In July 2015, Ching’s Nomad Hotel received development as a part of the prestigious National Playwrights Conference at the Eugene O’Neill Theater Center. Mansour’s unseen continued development at New York Stage and Film in April 2015 and during a Studio Retreat at the Lark Play Development Center in June 2015. unseen was also featured on The Kilroys’ The List 2015—a list of the top un- and under-produced plays by female playwrights.
CrossRoads will continue to tap into Orange County’s varied stories through a generous renewal of the grant from the Time Warner Foundation. With this renewal, a new class of playwrights will join the fold and experience their own residencies within the area. The second round playwrights include Dipika Guha, Adam Gwon, Octavio Solis and Lauren Yee.
|Playwright Octavio Solis with Josephine “Pepa” Chindemi-Dodge during his July 2015 residency.|
“These are four writers who all are at different stages of their careers,” says Artistic Director Marc Masterson. “Octavio Solis has been working with SCR since the late 1980s, but will be able to explore the community like he never has before. He and Adam Gwon spent a great deal of time working onCloudlands at SCR a few years ago, and we’re lucky to have them both back. Adam is going to be breaking the commissioning mold of straight plays by working on a chamber musical, and we’re excited to begin new relationships with Lauren Yee and Dipika Guha.”

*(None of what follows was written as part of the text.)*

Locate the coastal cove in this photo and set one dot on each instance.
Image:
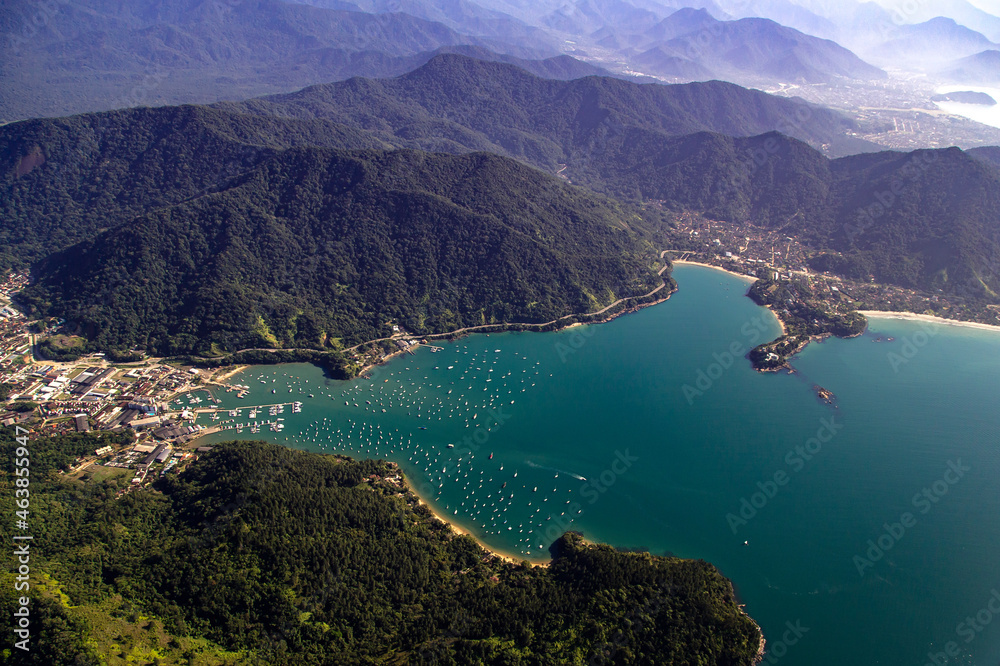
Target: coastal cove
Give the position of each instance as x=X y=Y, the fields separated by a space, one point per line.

CrossRoads is an exciting and personal way for playwrights to approach new works. As they explore the community, they discover unique stories and form connections with individuals. It has lead playwrights to surprising discoveries and lasting connections. It’s also leading SCR to new discoveries.
“It’s having an impact on how we think about our commissioning program and playwright residencies,” says Masterson. “We’re developing an exciting model for the future.”